Per object shadows used by Movable components apply a shadow map to the object's bounds, therefore the bounds of the object must be accurate. For Skeletal Meshes, this means they should have a Physics Asset. For Particle Systems, a fixed bounding box must be large enough to contain all particles it generates.
Stationary Directional Light Dynamic Shadowing
Directional Stationary Lights are special in that they support whole scene shadows through Cascaded Shadow Maps at the same time as precomputed static shadowing. This is useful in scenes with lots of animating foliage where you want to have moving shadows around the player but do not want to pay the cost of having many levels of cascaded shadow maps covering a large view range at a larger cost.
A Directional Stationary Light uses Cascaded Shadow Maps for direct shadowing near the player within a specified range with Dynamic Shadow Distance Stationary Light. Any shadows beyond this distance fades into precomputed static shadows stored in lightmaps. By default, all Directional Stationary Lights start with a value of 0, meaning there is no dynamic shadowing taking place.
To save performance when you have a lot of Movable objects in the scene but want to use a smaller dynamic shadow distance, enable Inset Shadows for Movable Objects. It allows for movable objects to have a shadow even when they are outside of the cascaded shadow maps range and reduces shadowing cost significantly if there are many movable objects in the scene.

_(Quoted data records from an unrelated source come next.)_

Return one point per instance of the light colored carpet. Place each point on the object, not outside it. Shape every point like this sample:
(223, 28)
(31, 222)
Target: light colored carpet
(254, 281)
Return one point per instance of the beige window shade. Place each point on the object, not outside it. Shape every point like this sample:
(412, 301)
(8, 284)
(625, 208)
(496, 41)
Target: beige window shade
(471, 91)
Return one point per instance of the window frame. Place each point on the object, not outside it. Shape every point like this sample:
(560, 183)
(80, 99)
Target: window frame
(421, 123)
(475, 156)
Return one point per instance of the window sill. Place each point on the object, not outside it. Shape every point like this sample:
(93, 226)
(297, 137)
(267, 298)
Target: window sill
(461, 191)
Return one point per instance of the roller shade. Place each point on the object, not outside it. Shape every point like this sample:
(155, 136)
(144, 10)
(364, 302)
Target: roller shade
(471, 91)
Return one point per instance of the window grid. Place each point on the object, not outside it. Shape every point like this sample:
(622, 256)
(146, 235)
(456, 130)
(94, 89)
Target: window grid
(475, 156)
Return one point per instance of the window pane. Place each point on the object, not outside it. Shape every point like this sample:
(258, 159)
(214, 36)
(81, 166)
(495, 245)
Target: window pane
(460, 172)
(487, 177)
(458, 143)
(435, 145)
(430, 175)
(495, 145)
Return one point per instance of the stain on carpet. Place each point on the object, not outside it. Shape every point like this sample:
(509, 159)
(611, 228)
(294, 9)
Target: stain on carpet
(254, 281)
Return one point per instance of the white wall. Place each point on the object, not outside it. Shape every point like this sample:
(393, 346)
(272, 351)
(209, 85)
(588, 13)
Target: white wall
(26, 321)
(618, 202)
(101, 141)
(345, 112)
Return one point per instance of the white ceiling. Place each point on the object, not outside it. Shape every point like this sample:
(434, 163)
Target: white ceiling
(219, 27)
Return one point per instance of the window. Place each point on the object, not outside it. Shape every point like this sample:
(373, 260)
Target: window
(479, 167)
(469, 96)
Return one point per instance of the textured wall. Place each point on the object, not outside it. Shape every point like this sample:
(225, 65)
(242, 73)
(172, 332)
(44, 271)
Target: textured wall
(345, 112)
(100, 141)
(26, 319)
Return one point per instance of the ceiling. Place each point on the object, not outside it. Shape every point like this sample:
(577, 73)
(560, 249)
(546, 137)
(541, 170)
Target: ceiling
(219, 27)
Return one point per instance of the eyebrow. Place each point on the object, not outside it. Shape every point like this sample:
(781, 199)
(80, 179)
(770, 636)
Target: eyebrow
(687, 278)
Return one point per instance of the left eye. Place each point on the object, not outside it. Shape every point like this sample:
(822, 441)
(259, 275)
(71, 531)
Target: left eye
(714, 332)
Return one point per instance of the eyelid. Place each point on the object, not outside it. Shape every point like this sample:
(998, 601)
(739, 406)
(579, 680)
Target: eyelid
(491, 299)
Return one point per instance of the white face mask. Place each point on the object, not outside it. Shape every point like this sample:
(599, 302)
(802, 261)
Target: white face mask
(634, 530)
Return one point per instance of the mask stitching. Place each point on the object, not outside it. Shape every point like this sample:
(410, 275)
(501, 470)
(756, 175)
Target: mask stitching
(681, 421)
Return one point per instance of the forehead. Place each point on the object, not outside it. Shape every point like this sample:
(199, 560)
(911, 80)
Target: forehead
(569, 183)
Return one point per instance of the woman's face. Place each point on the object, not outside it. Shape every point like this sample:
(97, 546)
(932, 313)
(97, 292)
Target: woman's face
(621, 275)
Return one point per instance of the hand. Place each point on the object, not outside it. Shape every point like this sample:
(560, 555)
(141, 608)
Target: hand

Stationary Light Indirect Shadowing
Stationary Lights store their indirect lighting in lightmaps when lighting is built for the Level, just like Static Lights do. Indirect Lighting cannot be modified without invalidating lighting and needing to be rebuilt with exception to changing the Light's Intensity and Light Color. However, this does not affect the intensity or colors of the baked shadows.
A Post Process Volume does enable indirect shadows intensity and color to be changed using the Global Illumination category properties for Indirect Lighting Color and Indirect Lighting Intensity.
Use Area Shadows for Stationary Lights
whether to use area shadows for stationary light precomputed shadow maps. area shadows get softer the further they are from shadow casters, but require higher lightmap resolution to get the same quality where the shadow is sharp.
By default, Static Lights automatically use area shadows — crisp, hard shadowing near surface contacts with softer shadows the farther surfaces are apart from one another — when building lighting. For Stationary Lights, the property Use Area Shadows for Stationary Lights enables soft area shadowing for any Static geometry in the scene affected by this light.
This property is enabled on Stationary Lights under the Lightmass section in the Light's Details panel.


Use Area Shadows for Stationary Lights is only available on Stationary Lights and require higher lightmap resolutions for good results.